Post wash counts = 3.1 million, 89% motility
Which seems low to me but she said was fine. (I’m pretty sure his original SA had like 116mil so I was hoping for something similar – Hubbin assures me the rest were “just sleeping” since I got them up so early) It was done by someone who was not the doctor. Hubbin is referring to it as our first 3 *some. And was pretty quick, but was not done until 1045 at which point there was no possibility of me being on time for work, and it’s probably been more than a year since I was late so I tried to just relax about it. (relaxing = not my strong suit). It was crampy – but when they do stuff like this it’s a different kind of crampy, in a way that makes it feel like the bottom is falling out from under you, which is I supposed a vagal reaction that is not very pleasant. Anyway. Done. They’re in there. All 3.1 million chances for the month. I was glad I had the foresight to put a pad on before I left because I did have some cramping and spotting the rest of the day, which may or may not have been on the waiver I sign but since I was so preoccupied about being late I didn’t take the time to study it.

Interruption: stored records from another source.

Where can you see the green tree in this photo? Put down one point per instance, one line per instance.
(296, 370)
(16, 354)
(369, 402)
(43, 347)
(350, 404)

I only laid down for 10 minutes, which I would have preferred to wait longer but it was 1055…. And I was due at work at 11. GAHHH. I was signing out of the office and she was like “oh! wait! We need to draw some bloodwork to check your virals” I said “Seriously? I have to be at work at 11, I REALLY can’t”. – –and You could have been doing that while I was waiting in your waiting room for 45 minutes- So they said they’d get me at a follow up.
I called the charge nurse on my way to work and was like “well, It appears certain now that I will be late, but fear not, I am on my way, I’m on the highway” — of course there was a stupid home football game so the drive that should have taken 15 minutes took 30 and I got to work at 1130.